Section 142 guarantee obtained by misrepresentation invalid-

 ‘Any guarantee which has been obtained by means of misrepresentation made by creditor or with his knowledge and assent concerning a material part part of transaction is invalid.’

Section 143 guarantee obtained by concealment invalid– 

‘Any guarantee which the creditor has obtained by means of keeping silence as to material circumstances is invalid.

Important case laws

In state bank of India v. mula sahakari sakhar karkhana ltd., the respondent a co-operate society having a sugar factory, entered into a contract with one M/s. Pentagon Engineering Pvt. Ltd. for the installation of paper plant as per the agreement Pentagon furnished a bank guarantee/indemnity for the release. The retention money of 10% from the proforma invoice of the material reached at the site. The operative  portion of the bank guarantee read as to “indemnify and keep indemnified Mula Sahakari Sakhar Karkhana ltd against all loss claim damages action n cost in respect of such sums which supplier shall become liable to pay as the term of said order.”

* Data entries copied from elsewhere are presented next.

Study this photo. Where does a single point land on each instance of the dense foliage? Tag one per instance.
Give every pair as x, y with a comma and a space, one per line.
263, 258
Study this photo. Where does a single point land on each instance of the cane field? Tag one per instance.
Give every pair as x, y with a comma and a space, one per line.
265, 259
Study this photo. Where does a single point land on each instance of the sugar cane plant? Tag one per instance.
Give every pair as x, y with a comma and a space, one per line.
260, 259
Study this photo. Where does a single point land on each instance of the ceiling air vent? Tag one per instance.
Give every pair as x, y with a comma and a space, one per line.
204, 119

Disputes and differences arose between the parties and as a result the respondent terminates the control and invoked the Bank Guarantee against  Pentagon holding the document indemnifying the respondent was a contract of indemnity and not guarantee the apex court said that the claim made by the assured on termination of contract need not to be honoured by the bank without the proof of loss.

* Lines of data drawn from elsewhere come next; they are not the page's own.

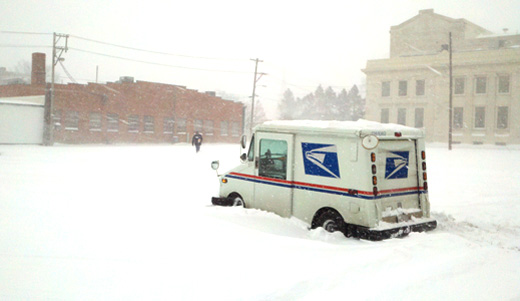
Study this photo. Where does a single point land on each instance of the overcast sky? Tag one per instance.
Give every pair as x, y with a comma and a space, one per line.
302, 43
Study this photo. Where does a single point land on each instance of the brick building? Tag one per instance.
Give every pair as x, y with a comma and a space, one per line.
129, 111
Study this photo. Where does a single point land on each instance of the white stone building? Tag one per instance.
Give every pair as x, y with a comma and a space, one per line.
412, 86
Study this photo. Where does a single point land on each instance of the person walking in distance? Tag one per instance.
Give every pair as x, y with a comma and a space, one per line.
197, 141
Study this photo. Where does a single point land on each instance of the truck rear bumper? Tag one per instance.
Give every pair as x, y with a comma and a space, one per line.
400, 230
218, 201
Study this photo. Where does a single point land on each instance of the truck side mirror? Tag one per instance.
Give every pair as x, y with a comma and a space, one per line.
243, 141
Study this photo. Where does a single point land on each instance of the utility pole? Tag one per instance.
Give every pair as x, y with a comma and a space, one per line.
451, 98
57, 51
256, 79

Narayan Singh v. Chattarsingh , it has been held that if the principal debtor’s liability is scaled down in an amended decree or otherwise extinguished in whole or in part by a statue the liability of the surety would also pro tanto be reduse or extinguished . in this case liability of an agriculturist who was the principal debtor was scaled down under the Rajasthan relief of agriculture indebtedness ACT 1957. It was held that effect of scaling down the principal debtor liability was that the suety liability had also been reduce accordingly. The suety liability was considered to be reduce for another reason also and that was that if the surety is made liable for the full amount he in his turn will become intitle to recover the same from the principal debtor.  

Points to remember

  • section 124 of Indian contract act 1872 defines the contract of indemnity “a contract by which one party promises to save the other from loss caused to him by the conduct of the promisor himself or by the conduct of any other person.”
  • It is compensation for loss.
  • In the contract of indemnity the person who promises to indemnify is known as indemnifier
  • Section 125 of Indian contract act 1872 defines the contract of guarantee ‘A contract of guarantee is a contract to perform the promise or discharge the liability of third person in case of his default.’
  • Such contract involves three parties The Creditor, The Surety, The Principal Debtor.